A projection-based reduced-order model for parametric quasi-static nonlinear mechanics using an open-source industrial code

TL;DR

This paper introduces a projection-based reduced-order modeling approach for parametric nonlinear mechanics problems, integrated into an industrial finite element code, to significantly reduce computational costs in simulations involving various parameters.

Contribution

It develops an adaptive POD-Greedy algorithm with hyper-reduction and an efficient stress reconstruction error indicator, tailored for industrial nonlinear mechanics applications.

Findings

Successfully applied to a 3D elastoplastic system.

Achieved significant reduction in computational time.
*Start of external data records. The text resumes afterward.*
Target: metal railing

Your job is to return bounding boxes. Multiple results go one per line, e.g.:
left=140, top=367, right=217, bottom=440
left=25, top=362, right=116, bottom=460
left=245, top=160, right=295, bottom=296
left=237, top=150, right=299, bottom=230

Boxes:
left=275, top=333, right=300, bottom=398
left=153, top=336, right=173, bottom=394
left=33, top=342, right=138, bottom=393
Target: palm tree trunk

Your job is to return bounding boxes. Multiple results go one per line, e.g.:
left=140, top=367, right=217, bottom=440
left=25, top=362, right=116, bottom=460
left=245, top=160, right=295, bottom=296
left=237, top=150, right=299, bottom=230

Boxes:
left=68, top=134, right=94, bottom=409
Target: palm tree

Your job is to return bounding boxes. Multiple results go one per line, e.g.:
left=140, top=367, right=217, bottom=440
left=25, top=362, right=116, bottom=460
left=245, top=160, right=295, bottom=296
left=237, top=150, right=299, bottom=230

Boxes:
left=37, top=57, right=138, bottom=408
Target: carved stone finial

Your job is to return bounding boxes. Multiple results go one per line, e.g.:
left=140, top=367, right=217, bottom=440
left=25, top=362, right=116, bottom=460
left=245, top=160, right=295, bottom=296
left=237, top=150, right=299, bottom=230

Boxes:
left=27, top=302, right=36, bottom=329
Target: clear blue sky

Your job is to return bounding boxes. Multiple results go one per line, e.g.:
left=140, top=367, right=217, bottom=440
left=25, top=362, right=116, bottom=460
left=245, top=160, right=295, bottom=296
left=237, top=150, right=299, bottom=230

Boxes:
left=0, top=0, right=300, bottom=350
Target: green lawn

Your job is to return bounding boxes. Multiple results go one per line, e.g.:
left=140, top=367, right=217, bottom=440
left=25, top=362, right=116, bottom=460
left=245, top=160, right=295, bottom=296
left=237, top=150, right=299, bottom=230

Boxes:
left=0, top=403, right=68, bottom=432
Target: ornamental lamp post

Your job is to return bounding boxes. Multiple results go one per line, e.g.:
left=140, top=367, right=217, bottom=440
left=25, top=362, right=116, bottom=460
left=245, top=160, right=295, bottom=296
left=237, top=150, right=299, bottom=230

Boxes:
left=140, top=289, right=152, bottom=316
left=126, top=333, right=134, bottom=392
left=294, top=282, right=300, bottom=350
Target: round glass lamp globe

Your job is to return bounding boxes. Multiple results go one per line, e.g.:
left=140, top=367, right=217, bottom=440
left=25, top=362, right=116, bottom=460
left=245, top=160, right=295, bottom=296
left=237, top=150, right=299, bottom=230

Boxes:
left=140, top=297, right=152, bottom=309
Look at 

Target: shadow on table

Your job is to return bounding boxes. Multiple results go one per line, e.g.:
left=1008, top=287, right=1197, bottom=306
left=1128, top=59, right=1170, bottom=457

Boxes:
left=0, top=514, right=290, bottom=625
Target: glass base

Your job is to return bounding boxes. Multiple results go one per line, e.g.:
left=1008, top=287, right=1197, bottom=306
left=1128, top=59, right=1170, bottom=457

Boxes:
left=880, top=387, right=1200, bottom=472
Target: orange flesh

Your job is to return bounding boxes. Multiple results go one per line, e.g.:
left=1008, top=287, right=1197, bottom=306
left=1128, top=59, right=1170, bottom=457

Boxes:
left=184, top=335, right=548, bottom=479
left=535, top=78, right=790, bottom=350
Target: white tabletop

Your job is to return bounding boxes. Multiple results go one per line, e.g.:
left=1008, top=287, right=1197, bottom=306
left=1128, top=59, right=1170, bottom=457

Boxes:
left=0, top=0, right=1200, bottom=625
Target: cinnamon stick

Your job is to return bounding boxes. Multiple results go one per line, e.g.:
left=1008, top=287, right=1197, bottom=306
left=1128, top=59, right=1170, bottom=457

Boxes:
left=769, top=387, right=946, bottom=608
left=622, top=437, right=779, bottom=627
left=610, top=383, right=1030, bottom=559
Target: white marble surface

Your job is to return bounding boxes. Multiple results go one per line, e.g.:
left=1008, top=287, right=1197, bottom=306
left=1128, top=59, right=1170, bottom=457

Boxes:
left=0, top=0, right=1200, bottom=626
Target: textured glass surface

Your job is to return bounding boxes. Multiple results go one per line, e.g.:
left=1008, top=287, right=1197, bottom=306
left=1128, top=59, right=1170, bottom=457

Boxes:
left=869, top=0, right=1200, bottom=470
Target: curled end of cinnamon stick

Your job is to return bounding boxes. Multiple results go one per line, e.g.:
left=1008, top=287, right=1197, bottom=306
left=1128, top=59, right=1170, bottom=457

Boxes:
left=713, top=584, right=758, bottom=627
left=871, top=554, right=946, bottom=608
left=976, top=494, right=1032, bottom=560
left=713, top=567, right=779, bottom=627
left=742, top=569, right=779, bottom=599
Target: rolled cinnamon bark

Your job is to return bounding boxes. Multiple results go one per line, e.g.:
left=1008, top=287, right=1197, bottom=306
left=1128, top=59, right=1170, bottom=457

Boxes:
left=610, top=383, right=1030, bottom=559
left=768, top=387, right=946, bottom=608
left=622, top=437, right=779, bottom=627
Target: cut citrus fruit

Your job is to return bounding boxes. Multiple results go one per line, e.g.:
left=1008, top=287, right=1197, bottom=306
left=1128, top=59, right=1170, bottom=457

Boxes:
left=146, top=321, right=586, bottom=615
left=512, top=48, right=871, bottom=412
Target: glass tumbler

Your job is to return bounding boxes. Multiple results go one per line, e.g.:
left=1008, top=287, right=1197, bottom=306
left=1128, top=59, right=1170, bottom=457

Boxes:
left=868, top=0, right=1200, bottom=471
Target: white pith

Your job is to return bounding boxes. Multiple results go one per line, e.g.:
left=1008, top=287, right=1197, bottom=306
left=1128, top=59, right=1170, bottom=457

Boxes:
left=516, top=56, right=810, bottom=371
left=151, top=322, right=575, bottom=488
Validated accuracy and efficiency of the reduced model.

Abstract

We propose a projection-based model order reduction procedure for a general class of parametric quasi-static problems in nonlinear mechanics with internal variables. The methodology is integrated in the industrial finite element code code aster. Model order reduction aims to lower the computational cost of engineering studies that involve the simulation to a costly high-fidelity differential model for many different parameters, which correspond, for example to material properties or initial and boundary conditions. We develop an adaptive algorithm based on a POD-Greedy strategy, and we develop an hyper-reduction strategy based on an element-wise empirical quadrature in order to speed up the assembly costs of the reduced-order model by building an appropriate reduced mesh. We introduce a cost-efficient error indicator which relies on the reconstruction of the stress field by a Gappy-POD strategy. We present numerical results for a three-dimensional elastoplastic system in order to illustrate and validate the methodology.